EducationApril 1, 2026· Last updated April 1, 2026

Build a Real-Time Data Quality Dashboard with the DataForge API

Learn how to monitor, validate, and visualize data quality metrics in real time using the DataForge API and Python. Includes a complete dashboard example.

APIVult Team

@apivult

Build a Real-Time Data Quality Dashboard with the DataForge API

Bad data is expensive. A 2024 Gartner study estimated that poor data quality costs organizations an average of $12.9 million per year. Yet most teams only discover data quality issues after they've already damaged reports, broken pipelines, or triggered incorrect business decisions.

The fix isn't just validation at ingestion — it's continuous, real-time monitoring that surfaces anomalies as they happen. This guide shows you how to build a data quality dashboard using the DataForge API that tracks validation scores, flags anomalies, and gives your team instant visibility into the health of your data.

What We're Building

By the end of this tutorial, you'll have:

A Python data quality monitoring service that validates data in real time
A FastAPI-based dashboard endpoint serving quality metrics
Automated alerting when data quality drops below a threshold
A simple HTML dashboard that displays live quality scores

Why Use an API for Data Quality?

The DataForge API handles the heavy lifting of data validation, cleaning, and formatting.
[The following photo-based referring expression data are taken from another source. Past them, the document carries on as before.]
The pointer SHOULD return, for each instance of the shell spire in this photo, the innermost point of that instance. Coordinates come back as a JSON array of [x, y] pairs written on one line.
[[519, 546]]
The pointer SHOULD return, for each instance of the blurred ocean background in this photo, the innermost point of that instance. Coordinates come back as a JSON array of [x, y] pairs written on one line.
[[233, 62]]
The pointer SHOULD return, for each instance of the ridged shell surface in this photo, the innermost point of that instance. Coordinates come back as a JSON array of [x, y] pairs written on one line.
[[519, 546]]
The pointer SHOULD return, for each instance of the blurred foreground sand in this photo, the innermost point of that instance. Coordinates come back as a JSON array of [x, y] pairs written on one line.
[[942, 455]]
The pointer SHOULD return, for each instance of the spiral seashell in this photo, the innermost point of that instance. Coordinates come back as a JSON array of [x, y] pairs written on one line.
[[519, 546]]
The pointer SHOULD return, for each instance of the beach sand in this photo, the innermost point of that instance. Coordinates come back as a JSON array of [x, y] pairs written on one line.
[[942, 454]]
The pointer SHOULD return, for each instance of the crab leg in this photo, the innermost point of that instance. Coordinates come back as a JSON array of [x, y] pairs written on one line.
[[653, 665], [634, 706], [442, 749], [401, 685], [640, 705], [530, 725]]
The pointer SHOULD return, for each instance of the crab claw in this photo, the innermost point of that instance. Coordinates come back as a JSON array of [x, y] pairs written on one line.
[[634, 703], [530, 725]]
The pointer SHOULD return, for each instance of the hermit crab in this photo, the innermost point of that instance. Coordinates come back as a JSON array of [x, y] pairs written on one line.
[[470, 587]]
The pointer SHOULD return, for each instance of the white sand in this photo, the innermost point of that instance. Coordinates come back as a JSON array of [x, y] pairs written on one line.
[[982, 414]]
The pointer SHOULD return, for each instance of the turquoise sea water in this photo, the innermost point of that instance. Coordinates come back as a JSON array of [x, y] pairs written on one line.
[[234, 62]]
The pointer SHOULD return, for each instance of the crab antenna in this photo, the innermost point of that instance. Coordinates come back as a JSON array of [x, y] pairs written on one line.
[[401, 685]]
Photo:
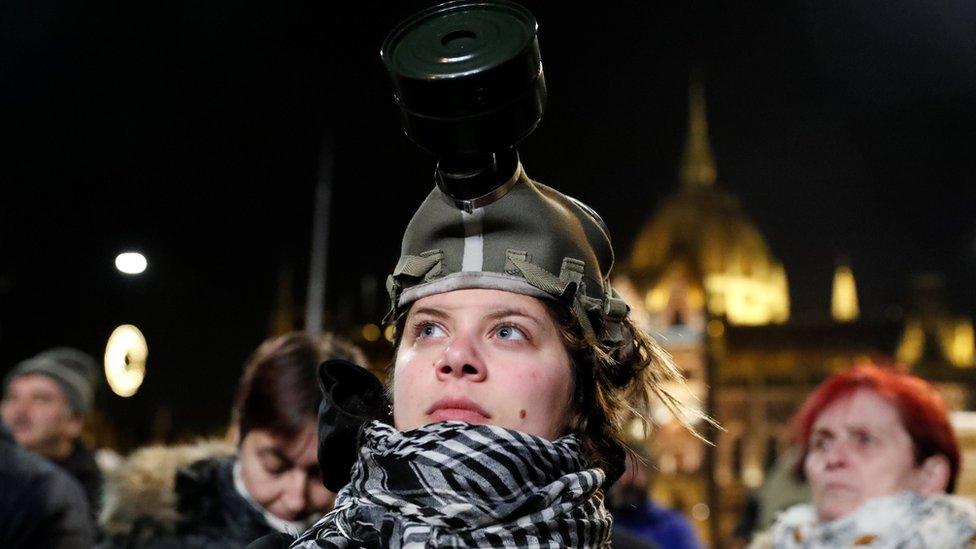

Instead of writing custom validation rules for every data type, you send raw data and get back:

Validation scores — how clean is this data on a 0-100 scale
Anomaly flags — which fields have unusual values, missing data, or format violations
Cleaned output — corrected, normalized data ready for downstream use
Field-level stats — completeness, uniqueness, format compliance per column

This means your monitoring service stays lean and focused on orchestration rather than reinventing validation logic.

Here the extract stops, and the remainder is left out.